Trembling between fear and hope, he broke in pieces the glowing lumps, rushed back to the seam, gathered more of the black stuff, and heaped it around the fire. Soon his doubts were all at rest. The black lumps were soon on fire and blazed up with a blue flame. But for his foot, he would have mounted Jacob and ridden straight off for the ranch through all the storm.
“Let her snow!” he cried, gazing into the whirling mist before his eyes. “I’ve got the stuff that beats blizzards!”
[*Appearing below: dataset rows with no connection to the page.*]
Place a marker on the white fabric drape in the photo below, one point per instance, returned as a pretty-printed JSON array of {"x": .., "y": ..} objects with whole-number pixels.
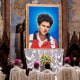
[{"x": 33, "y": 55}]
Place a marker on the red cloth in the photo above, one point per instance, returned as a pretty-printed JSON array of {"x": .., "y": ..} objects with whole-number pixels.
[{"x": 45, "y": 45}]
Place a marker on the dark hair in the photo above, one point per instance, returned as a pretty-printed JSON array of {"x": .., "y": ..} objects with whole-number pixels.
[
  {"x": 37, "y": 66},
  {"x": 47, "y": 66},
  {"x": 44, "y": 17}
]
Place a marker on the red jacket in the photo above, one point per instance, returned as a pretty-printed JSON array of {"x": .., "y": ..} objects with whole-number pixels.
[{"x": 49, "y": 44}]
He turned to his tea making, now pausing to examine the great black seam, and again going to the cave entrance to whistle for his dogs. As he stood listening to the soft whishing roar of the storm, he thought he heard the deep bay of Queen’s voice. Holding his breath, he listened again. In the pause of the storm he heard, and distinctly this time, that deep musical note.
“They’re digging out a wolf,” he said. “They’ll get tired and come back soon.”
He drank his tea, struggled down the steep slope, the descent made more difficult by the covering of soft snow upon it, and drew another pail of water for evening use. Still the dogs did not appear. He went to the cave’s mouth again, and whistled loud and long. This time quite distinctly he caught Queen’s long, deep bay, and following that, a call as of a human voice.
“What?” he said, “some one out in that storm?”
He dropped upon his knees, put his hands up to his ears, and listened intently again. Once more, in a lull of the gale, he heard a long, clear call.